«ЖЕЛЕЗНЫЙ ВЕК»

We use cookies. Read the Privacy and Cookie Policy

«ЖЕЛЕЗНЫЙ

ВЕК»

Итак, Петросян занял второе место, опередив многих известных мастеров. Это уже был по-настоящему крупный успех. О его игре, шутка сказать, с похвалой отозвался сам чемпион мира Ботвинник! Выдав весьма лестные комплименты победителю полуфинала Ефиму Геллеру, Ботвинник затем заявил: «То же примерно можно сказать о молодых Петросяне и Холмове. У всех троих есть одно общее — они непрерывно совершенствуются».

Непрерывно совершенствуются… Тигран не раз мучительно задумывался над тем, как ему совершенствоваться в Ереване, где у него уже не было равных соперников. Иногда он ловил себя на мысли, что готов уехать из Еревана, хотя и понимал, что не все здесь одобрят этот шаг. Но друзья, самые верные, самые надежные, поймут его — в этом Петросян не сомневался. И когда ему предложили переехать в Москву, он согласился.

Он приехал в Москву в конце 1949 года в легком пальтишке, в летних туфлях и с несколькими шахматными книжками под мышкой — это было все его имущество. Шахматный Растиньяк приехал завоевывать Москву, даже и не подозревая о том, что завоюет когда-нибудь весь мир. Он не очень-то верил в свое счастье, тем более что его дебют в финале чемпионата никак нельзя было считать удачей — Петросян занял шестнадцатое место при двадцати участниках.

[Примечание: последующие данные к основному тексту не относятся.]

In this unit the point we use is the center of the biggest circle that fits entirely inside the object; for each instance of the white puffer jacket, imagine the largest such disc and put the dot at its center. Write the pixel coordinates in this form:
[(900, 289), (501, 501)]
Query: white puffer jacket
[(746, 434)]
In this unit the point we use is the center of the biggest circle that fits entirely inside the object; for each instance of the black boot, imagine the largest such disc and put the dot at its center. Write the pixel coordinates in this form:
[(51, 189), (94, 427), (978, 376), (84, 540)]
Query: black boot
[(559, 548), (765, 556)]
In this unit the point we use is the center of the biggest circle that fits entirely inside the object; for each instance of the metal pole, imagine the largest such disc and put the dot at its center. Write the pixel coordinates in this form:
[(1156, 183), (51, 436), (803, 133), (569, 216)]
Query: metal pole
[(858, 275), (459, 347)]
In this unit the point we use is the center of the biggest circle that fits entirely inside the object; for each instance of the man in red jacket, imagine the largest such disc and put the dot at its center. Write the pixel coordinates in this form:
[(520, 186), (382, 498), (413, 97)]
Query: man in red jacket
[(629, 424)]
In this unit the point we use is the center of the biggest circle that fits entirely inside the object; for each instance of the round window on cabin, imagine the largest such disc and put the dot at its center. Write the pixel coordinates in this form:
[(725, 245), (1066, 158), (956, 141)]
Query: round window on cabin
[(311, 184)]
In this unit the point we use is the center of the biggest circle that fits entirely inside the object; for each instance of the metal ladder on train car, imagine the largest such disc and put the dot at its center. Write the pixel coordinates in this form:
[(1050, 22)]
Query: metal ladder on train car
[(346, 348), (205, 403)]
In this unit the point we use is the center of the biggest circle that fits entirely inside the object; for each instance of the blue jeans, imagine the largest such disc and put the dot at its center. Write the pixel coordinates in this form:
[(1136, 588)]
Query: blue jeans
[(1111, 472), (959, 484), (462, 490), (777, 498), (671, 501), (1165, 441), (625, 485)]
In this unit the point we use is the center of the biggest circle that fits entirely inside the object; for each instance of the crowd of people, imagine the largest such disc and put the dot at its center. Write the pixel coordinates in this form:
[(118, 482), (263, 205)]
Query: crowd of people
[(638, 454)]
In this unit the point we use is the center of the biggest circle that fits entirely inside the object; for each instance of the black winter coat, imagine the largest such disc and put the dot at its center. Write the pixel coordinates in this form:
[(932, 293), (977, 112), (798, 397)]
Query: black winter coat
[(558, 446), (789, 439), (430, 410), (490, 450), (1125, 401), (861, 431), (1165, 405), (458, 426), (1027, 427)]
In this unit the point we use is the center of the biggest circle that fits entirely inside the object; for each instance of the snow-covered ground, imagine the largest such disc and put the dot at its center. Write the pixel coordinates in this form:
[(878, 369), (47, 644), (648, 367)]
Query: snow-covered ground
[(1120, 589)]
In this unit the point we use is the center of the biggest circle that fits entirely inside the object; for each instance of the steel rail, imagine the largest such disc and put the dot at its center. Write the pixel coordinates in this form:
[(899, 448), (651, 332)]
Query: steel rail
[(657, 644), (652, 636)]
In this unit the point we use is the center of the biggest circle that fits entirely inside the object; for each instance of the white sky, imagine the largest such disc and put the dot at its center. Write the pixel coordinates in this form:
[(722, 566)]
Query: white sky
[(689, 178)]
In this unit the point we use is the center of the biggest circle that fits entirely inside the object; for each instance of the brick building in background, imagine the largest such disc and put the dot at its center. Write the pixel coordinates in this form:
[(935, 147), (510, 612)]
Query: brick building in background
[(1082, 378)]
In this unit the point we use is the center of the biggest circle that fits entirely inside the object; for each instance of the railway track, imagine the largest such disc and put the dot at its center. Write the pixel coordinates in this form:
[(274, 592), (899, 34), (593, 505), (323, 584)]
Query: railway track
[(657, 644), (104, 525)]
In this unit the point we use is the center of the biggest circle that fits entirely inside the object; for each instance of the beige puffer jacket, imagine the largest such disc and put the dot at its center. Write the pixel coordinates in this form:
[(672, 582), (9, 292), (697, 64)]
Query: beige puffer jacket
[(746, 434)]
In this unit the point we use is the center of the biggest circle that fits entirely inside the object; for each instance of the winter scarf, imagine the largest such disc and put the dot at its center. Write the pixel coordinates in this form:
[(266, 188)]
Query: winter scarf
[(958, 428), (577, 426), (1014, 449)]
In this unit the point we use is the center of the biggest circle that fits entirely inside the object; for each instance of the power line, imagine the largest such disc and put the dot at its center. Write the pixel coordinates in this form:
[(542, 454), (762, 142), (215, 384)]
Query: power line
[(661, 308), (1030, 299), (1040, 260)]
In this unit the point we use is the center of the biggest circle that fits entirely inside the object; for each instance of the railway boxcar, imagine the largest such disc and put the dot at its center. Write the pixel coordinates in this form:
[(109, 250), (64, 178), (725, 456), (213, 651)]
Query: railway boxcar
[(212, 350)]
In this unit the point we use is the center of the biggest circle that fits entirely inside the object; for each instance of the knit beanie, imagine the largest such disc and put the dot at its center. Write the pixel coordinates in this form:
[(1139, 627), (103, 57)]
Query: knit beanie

Впрочем, начало предвещало еще более горькую участь. Турнир проходил в Центральном Доме культуры железнодорожников. Тигран сидел на сцене и поеживался. То ему казалось, что все зрители смотрят на него, самого молодого из участников, то его вдруг охватывало оцепенение, когда он видел рядом с собой Кереса, Флора, Бронштейна, Смыслова, Болеславского, Левенфиша, Лилиенталя, Котова… Подумать только, он принят в это блестящее общество как равный.

Как равный? Это, впрочем, еще надо было доказать. Уважаемые гроссмейстеры признают «своим» лишь того, кто умеет давать сдачи. В этом турнире Петросян сначала только «получал». И не удивительно. Тигран с его почтением к именам просто не мог вот так, сразу внутренне осознать, что имеет моральное право играть в финале чемпионата СССР вместе с гроссмейстерами…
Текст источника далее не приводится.